Another test question for you – if you are a mid-size or small company COO running a brick and mortar plus an ecommerce portal for your business would you rely on your in-house MI experts to keep up with 1000s of changing patterns, equations, behaviours and trends? Or would you secure an external niche business analytics company to analyse tons of your business transactions, do the number crunching and present predictions for next quarter along with benchmarks? I know your answer and mine is not too different! 
 
Popularity of Application Services – This may be very specific development but worth making a note of. You may recollect my earlier blog on ASOS and how smartly they are leveraging open access to their applications of catalogues. Apple App Store is another example of this model. These smart technology and business models are making middleware software, hardware and tools almost redundant by giving core access to application tier of your business systems. You suppliers and partners deliver direct to your application and data tier, why bother with message brokering? See my proposed revised retail reference architecture and you will know what I mean. 

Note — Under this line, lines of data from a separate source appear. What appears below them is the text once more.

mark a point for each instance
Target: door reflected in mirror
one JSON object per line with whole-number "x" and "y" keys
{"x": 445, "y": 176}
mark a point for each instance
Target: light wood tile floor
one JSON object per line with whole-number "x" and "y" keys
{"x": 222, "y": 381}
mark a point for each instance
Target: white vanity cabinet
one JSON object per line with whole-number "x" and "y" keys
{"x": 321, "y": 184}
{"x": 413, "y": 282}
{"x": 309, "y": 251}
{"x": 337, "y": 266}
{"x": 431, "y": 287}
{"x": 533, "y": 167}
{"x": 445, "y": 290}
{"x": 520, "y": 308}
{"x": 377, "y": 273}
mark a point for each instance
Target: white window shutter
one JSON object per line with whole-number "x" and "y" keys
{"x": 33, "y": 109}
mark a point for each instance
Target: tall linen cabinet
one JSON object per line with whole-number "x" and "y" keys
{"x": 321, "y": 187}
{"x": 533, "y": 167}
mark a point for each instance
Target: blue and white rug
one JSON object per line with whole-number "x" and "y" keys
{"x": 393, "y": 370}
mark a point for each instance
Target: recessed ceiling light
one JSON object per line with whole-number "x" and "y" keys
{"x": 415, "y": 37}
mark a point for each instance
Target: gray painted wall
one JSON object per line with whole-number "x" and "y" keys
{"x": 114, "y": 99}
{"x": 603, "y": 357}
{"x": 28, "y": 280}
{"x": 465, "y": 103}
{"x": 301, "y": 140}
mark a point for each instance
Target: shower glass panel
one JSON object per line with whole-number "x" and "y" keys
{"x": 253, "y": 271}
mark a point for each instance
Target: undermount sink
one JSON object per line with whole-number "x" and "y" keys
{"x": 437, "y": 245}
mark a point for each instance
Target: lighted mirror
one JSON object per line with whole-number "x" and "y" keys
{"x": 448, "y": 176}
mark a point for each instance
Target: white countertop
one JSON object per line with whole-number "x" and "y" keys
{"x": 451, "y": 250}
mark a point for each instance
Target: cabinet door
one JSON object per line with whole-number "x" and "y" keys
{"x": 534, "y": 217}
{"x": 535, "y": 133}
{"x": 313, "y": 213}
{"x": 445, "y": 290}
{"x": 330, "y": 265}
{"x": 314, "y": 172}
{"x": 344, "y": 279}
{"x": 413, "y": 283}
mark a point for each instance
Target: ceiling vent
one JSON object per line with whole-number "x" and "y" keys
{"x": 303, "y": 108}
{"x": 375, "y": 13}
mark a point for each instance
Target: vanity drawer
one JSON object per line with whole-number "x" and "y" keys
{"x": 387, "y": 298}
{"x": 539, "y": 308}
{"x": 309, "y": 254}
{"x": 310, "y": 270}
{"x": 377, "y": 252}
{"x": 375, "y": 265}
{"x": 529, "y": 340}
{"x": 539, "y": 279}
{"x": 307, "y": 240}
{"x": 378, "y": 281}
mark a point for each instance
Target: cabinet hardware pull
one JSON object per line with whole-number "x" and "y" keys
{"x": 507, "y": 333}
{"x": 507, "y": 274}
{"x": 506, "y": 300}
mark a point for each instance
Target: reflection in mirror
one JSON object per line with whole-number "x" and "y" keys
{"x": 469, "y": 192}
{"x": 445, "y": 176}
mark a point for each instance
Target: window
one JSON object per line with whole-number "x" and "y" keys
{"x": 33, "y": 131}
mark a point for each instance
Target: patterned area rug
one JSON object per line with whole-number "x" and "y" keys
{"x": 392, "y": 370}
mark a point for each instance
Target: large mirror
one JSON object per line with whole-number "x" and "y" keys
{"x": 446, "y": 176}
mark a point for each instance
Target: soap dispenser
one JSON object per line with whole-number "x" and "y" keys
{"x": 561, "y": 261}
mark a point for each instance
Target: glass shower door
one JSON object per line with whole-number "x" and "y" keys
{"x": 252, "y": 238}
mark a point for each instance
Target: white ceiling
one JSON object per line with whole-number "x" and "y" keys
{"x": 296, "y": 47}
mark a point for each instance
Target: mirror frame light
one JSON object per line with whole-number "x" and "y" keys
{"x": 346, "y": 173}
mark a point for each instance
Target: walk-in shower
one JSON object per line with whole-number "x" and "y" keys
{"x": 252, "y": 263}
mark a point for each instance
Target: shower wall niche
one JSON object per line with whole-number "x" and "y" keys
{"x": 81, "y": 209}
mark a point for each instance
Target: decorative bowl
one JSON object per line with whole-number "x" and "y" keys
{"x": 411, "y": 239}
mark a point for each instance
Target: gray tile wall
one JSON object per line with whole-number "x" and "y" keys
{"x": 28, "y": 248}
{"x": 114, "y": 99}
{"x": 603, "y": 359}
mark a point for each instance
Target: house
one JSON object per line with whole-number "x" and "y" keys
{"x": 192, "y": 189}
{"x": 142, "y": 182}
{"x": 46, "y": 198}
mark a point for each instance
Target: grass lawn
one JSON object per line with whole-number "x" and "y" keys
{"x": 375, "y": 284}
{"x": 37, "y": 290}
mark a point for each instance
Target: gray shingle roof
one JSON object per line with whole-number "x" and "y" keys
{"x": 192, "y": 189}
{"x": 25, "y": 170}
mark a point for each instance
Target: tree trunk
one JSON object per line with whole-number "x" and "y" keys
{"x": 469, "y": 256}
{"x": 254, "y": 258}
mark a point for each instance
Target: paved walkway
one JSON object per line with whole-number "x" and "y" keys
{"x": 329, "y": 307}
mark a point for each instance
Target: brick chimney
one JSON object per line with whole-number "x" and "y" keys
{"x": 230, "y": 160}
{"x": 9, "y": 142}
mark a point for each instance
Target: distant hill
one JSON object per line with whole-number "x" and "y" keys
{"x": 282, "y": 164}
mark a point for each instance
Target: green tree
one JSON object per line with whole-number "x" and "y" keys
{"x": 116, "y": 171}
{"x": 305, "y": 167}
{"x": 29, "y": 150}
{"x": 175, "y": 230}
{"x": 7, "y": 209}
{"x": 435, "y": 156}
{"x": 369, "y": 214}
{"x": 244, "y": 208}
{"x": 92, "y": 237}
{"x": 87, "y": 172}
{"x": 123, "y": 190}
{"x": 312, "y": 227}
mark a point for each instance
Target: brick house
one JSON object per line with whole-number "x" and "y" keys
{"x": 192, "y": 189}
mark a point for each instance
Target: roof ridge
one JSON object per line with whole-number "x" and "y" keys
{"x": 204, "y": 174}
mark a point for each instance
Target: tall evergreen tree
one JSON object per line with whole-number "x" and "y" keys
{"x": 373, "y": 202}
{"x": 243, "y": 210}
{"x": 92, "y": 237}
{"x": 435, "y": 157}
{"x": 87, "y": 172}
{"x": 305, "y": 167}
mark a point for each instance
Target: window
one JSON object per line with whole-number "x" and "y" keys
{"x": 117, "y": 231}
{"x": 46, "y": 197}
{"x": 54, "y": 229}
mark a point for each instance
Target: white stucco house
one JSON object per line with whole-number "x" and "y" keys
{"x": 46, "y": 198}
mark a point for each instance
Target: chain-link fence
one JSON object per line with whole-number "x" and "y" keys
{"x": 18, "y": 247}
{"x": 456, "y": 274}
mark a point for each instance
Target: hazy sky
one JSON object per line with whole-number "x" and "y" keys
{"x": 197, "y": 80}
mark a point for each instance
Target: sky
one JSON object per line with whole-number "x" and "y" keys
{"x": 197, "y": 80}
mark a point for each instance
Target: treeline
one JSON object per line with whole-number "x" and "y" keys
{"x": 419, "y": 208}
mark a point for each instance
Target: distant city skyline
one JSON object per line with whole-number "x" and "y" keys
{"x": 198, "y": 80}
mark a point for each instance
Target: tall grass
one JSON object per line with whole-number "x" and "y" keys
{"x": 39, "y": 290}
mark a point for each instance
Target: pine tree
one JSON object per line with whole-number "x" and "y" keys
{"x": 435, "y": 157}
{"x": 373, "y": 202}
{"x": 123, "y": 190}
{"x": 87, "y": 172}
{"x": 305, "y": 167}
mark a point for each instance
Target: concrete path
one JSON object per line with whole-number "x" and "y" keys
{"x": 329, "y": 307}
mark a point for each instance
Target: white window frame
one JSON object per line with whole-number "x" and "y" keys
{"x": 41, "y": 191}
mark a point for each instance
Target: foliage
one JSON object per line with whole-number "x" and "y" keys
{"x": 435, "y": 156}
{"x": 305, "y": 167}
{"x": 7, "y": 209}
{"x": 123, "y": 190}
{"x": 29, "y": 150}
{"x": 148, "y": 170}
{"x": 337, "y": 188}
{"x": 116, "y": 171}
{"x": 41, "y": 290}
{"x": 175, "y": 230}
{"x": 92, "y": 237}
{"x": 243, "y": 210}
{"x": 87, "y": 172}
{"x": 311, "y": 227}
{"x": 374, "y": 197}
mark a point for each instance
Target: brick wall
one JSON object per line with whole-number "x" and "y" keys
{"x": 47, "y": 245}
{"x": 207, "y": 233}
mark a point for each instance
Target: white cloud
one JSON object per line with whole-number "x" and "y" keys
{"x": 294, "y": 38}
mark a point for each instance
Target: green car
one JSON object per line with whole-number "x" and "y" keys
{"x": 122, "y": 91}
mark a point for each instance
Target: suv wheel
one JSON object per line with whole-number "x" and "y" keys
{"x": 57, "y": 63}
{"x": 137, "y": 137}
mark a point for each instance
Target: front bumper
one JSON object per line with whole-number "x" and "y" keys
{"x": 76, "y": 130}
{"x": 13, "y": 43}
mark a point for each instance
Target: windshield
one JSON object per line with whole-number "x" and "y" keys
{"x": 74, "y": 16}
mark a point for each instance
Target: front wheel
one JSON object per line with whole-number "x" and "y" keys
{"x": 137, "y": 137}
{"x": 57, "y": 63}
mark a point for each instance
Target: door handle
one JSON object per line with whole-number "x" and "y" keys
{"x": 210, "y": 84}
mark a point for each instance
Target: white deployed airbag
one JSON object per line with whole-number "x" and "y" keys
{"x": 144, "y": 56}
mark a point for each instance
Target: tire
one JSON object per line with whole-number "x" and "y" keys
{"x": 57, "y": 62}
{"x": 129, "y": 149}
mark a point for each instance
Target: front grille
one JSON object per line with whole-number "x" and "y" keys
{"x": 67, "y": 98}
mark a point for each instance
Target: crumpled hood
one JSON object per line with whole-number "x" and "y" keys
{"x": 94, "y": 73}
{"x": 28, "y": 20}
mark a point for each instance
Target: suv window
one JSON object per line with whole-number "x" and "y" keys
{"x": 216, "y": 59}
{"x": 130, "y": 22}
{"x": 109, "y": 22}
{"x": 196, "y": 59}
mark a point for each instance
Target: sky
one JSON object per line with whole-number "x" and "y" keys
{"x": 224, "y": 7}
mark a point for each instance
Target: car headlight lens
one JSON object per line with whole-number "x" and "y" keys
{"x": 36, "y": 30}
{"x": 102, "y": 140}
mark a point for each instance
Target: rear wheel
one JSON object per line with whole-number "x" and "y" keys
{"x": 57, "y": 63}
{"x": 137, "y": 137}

Let me not ask you a question but pass you my verdict on this one – No I don’t need an internal IT department to develop interface to launch my catalogue on Apple App Store. I will go to a niche small firm who will do it for me at fraction of cost to much better response times than internal development and test department. 
 
Spread of Technology ConsumerisationAgain enough is said about Apple ipad, Amazon Kindle, and Android smart-phones. The fact is if you are reading this you have either all of minimum one of them. And I know that you will prefer to carry your own ipad to work and do your office email, documents as well look for best place for Thurs after-work drinks on Google map on one of those boring conference calls. And if you organisation is not funding your smart-phone then you do not mind getting on an attractive tariff to join swelling ranks of smart mobile workers of next generation. I am not even mentioning Google Docs, Microsoft Office 365 and other similar offerings which liberate corporate IT. 

You know where I am going next – If your data privacy and security concerns were addressed would you mind if your employees brought their own IT equipment to work? I would not if I am a CFO of a business which made loss of double digit last year and who do not understand why I pay three times for a desk top compared to retail cost of ipad!
 
To summarise my argument – given these very influential forces which are shaping the world of business technology and the fact that they are here and will be growing in their influence….and their strong commercial as well as functional advantages; how long before your conventional CIO function turns into out-dated, ineffective and irrelevant cost centre? If the trajectory of this evolution continues like this, will your organisation need a CIO by 2020? I know your answer and mine is very similar!